En sentido opuesto, venimos sosteniendo que el Presidente resulta habilitado para elegir discrecionalmente entre enviar un proyecto de ley y la emisión más rápida de un decreto. Más aun, creemos que la emergencia siquiera es un concepto jurídico indeterminado, sino un concepto exclusivamente político, de valoración meramente política y no jurídica, como los de “seguridad de las fronteras” (art. 75.16), “justicia social” (75.19), “conmoción interior” (75.29 y 99.16) y otros tantos utilizados por el Constituyente, que según la práctica constitucional y la misma jurisprudencia permanente de la Corte (así el supuesto de la declaración del estado de sitio) ( cuya valoración ha sido dejada exclusivamente en manos de la relación entre Presidente y Congreso,
No es extraño, pues, que esta “urgencia” se pliegue a la conveniencia política y que la Constitución contemple un control político —no meramente judicial— a través de la Comisión Bicameral y las Cámaras. En Argentina, el Presidente no puede disolver el Congreso, y a veces la falta de mayorías paraliza la acción del Ejecutivo, que recurre al DNU para responder a una situación que, en su criterio, exige soluciones inmediatas. Ciertamente, los DNUs se han utilizado en asuntos que algunos juristas no llamarían “extremos”: creación de ministerios, modificaciones al presupuesto, la intervención de empresas, planes de infraestructura, feriados nacionales. Pero la “excepcionalidad” es, por su propia esencia, una cuestión política. En 1994, la reforma reforzó el control del Congreso sobre esta herramienta, exigiendo un contralor rápido y efectivo.Al mismo tiempo, no hay norma que ate el DNU a lo efímero o temporal. Un decreto de necesidad y urgencia puede encarar incluso cambios monetarios —decisiones que se proyectan sobre toda la urdimbre jurídica— sin que la Constitución lo prohíba.

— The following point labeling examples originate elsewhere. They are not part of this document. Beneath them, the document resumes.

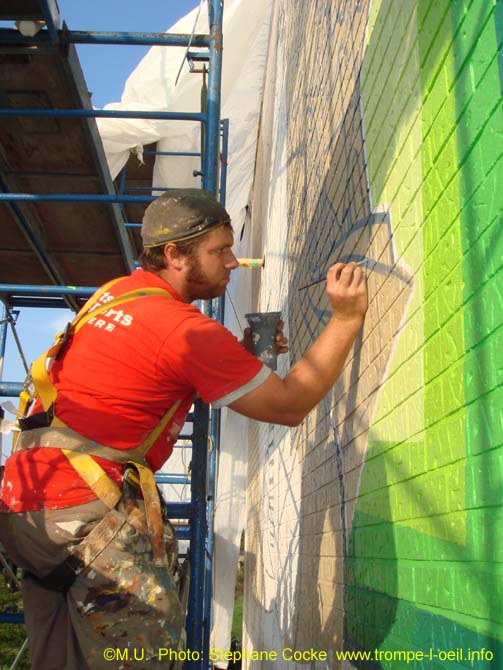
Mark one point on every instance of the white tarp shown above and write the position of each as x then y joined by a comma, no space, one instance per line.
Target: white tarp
151,86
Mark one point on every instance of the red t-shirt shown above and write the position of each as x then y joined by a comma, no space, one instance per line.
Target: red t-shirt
118,377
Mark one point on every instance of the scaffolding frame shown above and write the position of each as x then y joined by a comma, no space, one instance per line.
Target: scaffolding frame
206,422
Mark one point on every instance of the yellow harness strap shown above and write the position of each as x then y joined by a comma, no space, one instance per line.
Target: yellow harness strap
85,465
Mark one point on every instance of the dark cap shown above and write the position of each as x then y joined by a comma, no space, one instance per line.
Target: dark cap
181,214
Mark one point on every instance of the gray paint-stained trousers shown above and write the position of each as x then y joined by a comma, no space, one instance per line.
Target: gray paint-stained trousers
121,612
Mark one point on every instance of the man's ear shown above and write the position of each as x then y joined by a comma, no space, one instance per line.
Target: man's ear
173,258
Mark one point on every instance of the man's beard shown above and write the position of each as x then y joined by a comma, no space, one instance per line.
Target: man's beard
203,289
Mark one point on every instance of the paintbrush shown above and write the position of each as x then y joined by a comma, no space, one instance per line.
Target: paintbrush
317,281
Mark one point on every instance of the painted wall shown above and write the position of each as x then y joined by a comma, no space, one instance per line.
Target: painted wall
377,526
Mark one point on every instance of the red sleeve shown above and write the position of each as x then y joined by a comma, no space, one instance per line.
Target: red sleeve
207,357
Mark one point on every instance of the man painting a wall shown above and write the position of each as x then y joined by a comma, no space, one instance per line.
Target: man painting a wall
81,514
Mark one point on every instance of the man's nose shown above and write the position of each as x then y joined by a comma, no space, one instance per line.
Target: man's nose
231,263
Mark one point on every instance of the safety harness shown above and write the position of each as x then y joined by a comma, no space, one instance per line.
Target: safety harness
45,429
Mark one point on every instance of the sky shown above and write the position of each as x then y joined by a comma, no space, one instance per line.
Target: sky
106,69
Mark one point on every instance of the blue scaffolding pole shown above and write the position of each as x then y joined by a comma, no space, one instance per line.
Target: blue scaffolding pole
206,423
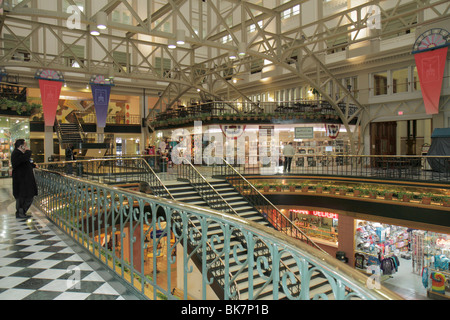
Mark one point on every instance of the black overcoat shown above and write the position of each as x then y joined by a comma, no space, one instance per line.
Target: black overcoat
24,184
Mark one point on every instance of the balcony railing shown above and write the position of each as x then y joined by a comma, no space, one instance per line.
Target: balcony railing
234,111
126,230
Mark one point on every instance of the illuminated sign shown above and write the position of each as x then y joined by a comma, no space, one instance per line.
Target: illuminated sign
316,213
443,242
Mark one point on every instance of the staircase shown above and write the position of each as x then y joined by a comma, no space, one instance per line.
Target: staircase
238,203
185,192
262,284
69,133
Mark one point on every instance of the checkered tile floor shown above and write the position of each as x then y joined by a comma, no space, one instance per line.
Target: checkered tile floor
37,264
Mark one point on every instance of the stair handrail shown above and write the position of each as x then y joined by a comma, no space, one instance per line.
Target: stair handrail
262,244
303,237
192,225
80,127
58,131
204,180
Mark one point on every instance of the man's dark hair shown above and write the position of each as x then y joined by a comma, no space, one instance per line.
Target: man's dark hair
18,143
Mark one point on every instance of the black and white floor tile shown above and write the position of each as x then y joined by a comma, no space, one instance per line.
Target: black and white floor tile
37,264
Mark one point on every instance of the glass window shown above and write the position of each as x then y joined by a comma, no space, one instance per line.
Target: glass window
380,83
416,82
400,80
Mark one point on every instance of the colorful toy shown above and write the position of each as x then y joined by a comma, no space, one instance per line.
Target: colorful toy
438,282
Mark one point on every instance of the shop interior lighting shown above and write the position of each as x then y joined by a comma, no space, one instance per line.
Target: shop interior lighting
241,49
181,37
171,44
94,31
101,20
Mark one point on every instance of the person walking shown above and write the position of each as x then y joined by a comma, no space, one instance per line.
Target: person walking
288,153
24,184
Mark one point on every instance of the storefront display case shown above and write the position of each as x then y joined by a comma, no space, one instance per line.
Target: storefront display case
435,257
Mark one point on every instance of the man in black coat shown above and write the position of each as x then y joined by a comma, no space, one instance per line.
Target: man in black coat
24,184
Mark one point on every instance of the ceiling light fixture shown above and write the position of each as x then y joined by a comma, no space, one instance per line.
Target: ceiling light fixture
94,31
241,49
181,37
101,20
171,44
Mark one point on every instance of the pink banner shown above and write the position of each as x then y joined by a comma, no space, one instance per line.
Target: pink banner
430,67
50,91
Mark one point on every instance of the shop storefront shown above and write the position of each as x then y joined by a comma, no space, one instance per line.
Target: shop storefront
404,257
431,257
316,224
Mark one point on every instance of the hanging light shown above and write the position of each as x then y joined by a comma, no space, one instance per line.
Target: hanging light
181,37
94,31
241,49
101,20
171,44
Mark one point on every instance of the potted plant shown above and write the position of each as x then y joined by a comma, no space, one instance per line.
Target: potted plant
343,191
372,193
426,198
446,201
319,188
291,186
333,190
304,186
357,191
404,196
387,194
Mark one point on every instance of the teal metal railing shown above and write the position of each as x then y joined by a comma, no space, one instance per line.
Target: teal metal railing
144,238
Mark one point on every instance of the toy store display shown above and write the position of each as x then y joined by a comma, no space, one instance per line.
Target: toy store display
436,263
381,245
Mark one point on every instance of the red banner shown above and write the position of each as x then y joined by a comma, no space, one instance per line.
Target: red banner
430,67
50,91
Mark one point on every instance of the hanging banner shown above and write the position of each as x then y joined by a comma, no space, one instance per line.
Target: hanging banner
50,92
101,94
50,83
430,53
430,68
101,91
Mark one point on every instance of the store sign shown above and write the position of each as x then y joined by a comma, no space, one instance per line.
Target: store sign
304,133
101,95
430,67
443,242
50,92
316,213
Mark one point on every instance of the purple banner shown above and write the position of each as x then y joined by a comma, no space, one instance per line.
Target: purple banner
101,95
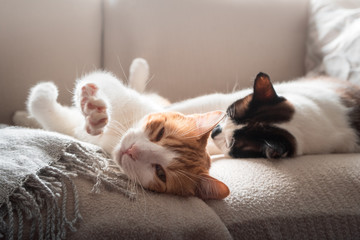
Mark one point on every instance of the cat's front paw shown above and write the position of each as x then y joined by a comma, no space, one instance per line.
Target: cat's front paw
275,152
94,109
42,98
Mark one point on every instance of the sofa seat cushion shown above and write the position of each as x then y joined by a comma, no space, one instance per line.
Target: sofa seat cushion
306,197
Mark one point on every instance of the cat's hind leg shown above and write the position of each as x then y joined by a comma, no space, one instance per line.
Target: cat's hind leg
94,108
43,106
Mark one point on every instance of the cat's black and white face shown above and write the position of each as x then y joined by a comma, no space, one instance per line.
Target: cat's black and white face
252,127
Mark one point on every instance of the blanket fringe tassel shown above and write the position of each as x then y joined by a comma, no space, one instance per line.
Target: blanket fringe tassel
42,200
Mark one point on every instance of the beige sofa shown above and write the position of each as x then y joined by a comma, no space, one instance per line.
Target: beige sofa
193,47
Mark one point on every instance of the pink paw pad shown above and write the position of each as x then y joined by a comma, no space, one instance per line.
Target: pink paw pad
94,109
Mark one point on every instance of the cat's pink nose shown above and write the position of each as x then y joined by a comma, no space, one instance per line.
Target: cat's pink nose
132,152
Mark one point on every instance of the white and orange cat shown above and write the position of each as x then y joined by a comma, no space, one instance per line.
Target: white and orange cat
165,151
161,150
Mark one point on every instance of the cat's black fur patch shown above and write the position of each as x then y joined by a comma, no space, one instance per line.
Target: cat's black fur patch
259,112
262,141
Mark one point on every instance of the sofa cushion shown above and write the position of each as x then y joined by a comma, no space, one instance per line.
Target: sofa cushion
199,46
315,196
45,41
334,39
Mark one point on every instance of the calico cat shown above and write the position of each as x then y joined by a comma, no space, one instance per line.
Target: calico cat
161,150
307,116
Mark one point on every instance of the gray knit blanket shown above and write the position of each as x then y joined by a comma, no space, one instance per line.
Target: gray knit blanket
36,186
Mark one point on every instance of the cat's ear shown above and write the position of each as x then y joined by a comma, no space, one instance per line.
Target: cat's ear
206,122
211,188
263,89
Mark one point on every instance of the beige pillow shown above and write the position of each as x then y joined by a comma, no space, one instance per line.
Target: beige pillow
333,45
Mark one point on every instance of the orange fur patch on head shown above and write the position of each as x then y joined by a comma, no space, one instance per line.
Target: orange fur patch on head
187,136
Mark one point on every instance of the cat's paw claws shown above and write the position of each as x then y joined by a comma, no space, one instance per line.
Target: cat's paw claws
94,109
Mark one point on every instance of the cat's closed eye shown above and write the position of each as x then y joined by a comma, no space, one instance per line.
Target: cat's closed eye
160,134
160,173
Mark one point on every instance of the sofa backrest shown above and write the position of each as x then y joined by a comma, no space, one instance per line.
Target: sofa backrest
193,47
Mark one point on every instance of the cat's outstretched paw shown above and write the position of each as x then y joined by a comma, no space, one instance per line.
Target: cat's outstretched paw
42,98
94,109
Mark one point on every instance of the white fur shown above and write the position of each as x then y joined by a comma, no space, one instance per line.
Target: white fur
125,107
320,123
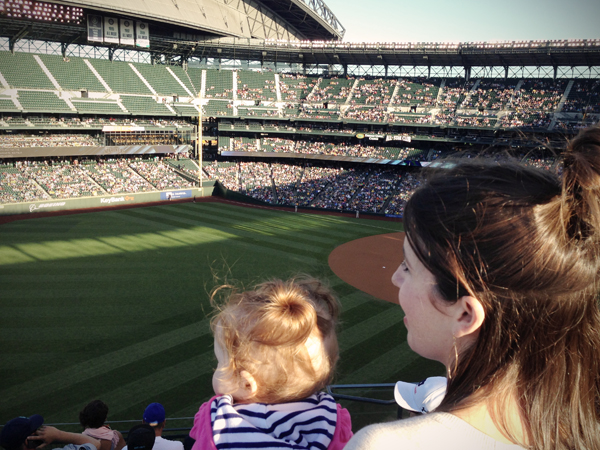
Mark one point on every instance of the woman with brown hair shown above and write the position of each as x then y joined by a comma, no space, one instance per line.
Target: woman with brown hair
500,284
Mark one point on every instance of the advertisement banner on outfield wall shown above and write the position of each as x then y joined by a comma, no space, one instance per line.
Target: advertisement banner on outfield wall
126,30
95,31
174,195
105,201
99,202
111,30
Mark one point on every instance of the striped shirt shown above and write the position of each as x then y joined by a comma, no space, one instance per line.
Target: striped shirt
307,424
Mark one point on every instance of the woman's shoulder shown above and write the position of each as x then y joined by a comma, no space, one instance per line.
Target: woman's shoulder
430,431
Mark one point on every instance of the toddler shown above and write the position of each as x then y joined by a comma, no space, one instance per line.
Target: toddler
276,348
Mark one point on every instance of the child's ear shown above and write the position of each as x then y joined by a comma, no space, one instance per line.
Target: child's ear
247,387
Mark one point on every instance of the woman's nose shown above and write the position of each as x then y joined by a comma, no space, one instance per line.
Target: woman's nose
397,277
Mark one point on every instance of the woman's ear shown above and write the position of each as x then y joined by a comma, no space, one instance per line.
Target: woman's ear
469,316
247,387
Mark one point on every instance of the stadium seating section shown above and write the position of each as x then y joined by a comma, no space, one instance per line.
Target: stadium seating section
114,88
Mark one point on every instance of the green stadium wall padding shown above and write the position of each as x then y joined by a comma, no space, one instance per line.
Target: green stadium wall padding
99,202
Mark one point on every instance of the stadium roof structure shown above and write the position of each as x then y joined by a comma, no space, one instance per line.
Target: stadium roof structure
198,19
583,52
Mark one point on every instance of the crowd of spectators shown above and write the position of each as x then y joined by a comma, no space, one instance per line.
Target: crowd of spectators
521,119
375,192
490,95
159,174
584,97
314,181
366,114
285,178
416,91
62,180
141,139
294,87
47,140
407,184
339,193
538,95
373,92
331,89
256,181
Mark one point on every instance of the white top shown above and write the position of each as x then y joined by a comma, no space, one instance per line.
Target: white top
429,432
164,444
161,443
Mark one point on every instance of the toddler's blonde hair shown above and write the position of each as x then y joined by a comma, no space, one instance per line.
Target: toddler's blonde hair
284,334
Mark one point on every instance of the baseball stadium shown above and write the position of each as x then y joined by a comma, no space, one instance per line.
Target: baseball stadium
151,152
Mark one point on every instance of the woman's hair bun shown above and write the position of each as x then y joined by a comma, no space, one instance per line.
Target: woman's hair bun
581,186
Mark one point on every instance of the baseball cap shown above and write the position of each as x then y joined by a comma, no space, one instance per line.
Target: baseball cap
154,414
422,397
141,437
15,432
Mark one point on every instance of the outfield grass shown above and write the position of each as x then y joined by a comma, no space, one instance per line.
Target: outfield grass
114,305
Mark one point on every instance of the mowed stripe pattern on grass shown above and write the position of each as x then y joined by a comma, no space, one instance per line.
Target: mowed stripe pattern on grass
115,305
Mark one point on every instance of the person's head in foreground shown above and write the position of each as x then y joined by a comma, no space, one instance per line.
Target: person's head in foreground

Muchas veces, la Corte ha evaluado si la urgencia que invoca el Ejecutivo era real o aparente. Tomemos el ejemplo de un reciente pronunciamiento: se reprochó al Poder Ejecutivo basarse solo en un “conflicto interpretativo” para emitir un DNU. Allí, la Corte reprendió la insuficiencia del motivo para sortear los trámites ordinarios.Sin embargo, esta mirada de la Corte también sustituye el juicio del Presidente por el del magistrado. ¿Quién mide la urgencia real? ¿Cómo tasar el dolor que experimenta quien se ve obligado a dictar un decreto en medio de una crisis? Cada caso conlleva sus matices, sus escalas internas de premura y necesidad, tal como la mujer embarazada que duda entre correr a la clínica o dejarse guiar por la voz médica que, a distancia, evalúa la intensidad de sus contracciones. Además, no debe olvidarse que el DNU, si luego se convalida, queda dotado de la fuerza que le confiere el Congreso. ¿Qué ocurriría si el juez dictamina la urgencia, pero ambas Cámaras la niegan? La tensión entre lo que la política legitima y lo que la judicatura considera “constitucional” teje una paradoja inquietante. La gran reforma de 1994 quiso, al fin y al cabo, cortar con la parálisis del poder cuando el Legislativo no hallare acuerdo. No vivimos bajo un régimen omnímodo: la Constitución, en su nueva arquitectura, ha tramado un sistema de controles recíprocos. El Ejecutivo puede legislar, pero el Congreso revisa. El Jefe de Gabinete puede ser censurado, y los decretos —si se juzgan abusivos— pueden naufragar.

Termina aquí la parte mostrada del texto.